Während Tiere den Städtern in erster Linie zur Unterhaltung dienten, versuchten die Bauern, die Nutztierhaltung effizienter zu machen. In den 40er- und 50er-Jahren standen platz-, arbeits- und kostensparende Haltungsformen mit hoher Besatzdichte im Vordergrund. Man hielt Hühner in kleinen Käfigen, Schweine in ständiger Dunkelheit, Rinder ewig angebunden und Hofhunde an der Kette. Es kam vermehrt zu Verhaltensstörungen. Die Kritik liess nicht lange auf sich warten. Die Politik reagierte und erliess Gesetze. Heute haben Tiere in unserem Kulturkreis einen deutlich höheren Stellenwert als früher. Es gibt zudem klare Tendenzen in Richtung strengerem und "erweitertem" Tierschutz, wie z.B. der Würde der Tiere, Tieranwälten, Tierrechten und mehr.

 

 

Gegenläufige Entwicklung

Die nicht-landwirtschaftliche Gesellschaft hat immer weniger Bezug zur Landwirtschaft und zur Nutztierhaltung.

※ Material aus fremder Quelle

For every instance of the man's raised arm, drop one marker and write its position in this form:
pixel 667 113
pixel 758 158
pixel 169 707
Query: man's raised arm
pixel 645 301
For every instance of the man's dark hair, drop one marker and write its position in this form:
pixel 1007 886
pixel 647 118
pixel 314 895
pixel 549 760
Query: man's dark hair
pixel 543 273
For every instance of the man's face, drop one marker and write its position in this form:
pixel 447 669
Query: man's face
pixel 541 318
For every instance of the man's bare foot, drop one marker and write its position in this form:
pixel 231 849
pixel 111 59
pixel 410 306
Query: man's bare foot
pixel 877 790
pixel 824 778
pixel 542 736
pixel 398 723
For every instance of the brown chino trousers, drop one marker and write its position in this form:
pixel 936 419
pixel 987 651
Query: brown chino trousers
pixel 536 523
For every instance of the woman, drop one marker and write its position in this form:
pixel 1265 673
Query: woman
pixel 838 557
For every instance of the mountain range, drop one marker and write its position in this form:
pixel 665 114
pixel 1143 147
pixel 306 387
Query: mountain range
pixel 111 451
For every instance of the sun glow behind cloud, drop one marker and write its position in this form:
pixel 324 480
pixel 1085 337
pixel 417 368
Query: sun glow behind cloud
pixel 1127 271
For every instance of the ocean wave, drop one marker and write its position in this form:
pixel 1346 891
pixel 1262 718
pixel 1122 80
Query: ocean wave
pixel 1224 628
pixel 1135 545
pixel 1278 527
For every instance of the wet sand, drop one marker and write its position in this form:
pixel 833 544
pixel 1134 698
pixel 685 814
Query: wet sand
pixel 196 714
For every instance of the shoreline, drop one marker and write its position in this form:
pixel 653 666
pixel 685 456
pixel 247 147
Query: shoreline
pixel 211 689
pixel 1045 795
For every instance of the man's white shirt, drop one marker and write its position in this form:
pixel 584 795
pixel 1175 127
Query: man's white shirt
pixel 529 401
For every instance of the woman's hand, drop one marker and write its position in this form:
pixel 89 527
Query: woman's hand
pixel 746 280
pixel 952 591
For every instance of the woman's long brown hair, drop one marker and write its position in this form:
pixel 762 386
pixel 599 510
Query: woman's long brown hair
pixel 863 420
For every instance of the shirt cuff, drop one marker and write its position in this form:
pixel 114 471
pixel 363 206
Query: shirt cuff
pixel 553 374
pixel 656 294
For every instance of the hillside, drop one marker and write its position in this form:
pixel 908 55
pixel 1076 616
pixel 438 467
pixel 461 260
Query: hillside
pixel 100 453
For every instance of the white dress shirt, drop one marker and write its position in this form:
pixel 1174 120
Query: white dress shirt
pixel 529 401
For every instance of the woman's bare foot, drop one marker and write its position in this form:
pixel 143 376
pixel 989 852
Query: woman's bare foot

Früher hatte die Mehrzahl der Bevölkerung einen viel direkteren Draht zu den Bauern und Bäuerinnen. Meistens hatte jemand aus der Verwandtschaft einen Hof oder arbeitete in der Landwirtschaft. Heute ist das nicht mehr der Fall. In der Heimtierhaltung werden die Tiere zunehmend vermenschlicht.

Das ist nicht nur zu ihrem Vorteil: Oft verfügen Heimtierhalter nicht über die nötigen Fachkenntnisse, um ihre Lieblinge artgerecht zu halten. Es wird auch relativ wenig Forschung über Heimtiere betrieben und der Handel mit Gehegen, Boxen, Käfigen und Zubehör für Heimtiere erfolgt frei und unkontrolliert. Im Heimtier-Bereich werden deshalb besonders viele Missstände festgestellt: Die Tiere werden häufig in zu kleinen Gehegen gehalten, haben zu wenig Bewegung oder werden nicht optimal gefüttert.

In der Pferdehaltung ist dieser Wandel besonders ersichtlich: Seit Traktoren das Arbeitstier Pferd ersetzten nahmen auch die Fälle von Überbeanspruchung bei Pferden ab. Dafür leiden heute viele Pferde unter Bewegungsmangel oder sie müssen im Pferdesport Massnahmen wie tierschutzwidriges Zäumen, Hufstellungs-Veränderungen, Hufgewichte, Neurektomie, elektrische Dressurmittel oder das Clippen von Tasthaaren über sich ergehen lassen.

 

 

Mehr Katzen als Schweine

Während die Anzahl Heimtiere in der Schweiz laufend steigt, nehmen die Nutztierbestände seit Jahren ab. Heute hält jeder dritte Haushalt in der Schweiz eines oder mehrere Haustiere. 2,5 Mio. Heimtierbesitzer stehen noch 44'000 Nutztierhalter gegenüber. Inzwischen hat es mehr Katzen als Schweine in der Schweiz und mehr Haushunde als Schafe. Und von den im Jahr 2016 erstregistrierten Equiden wurden 60 Prozent als Heimtiere und nicht als Nutztiere deklariert.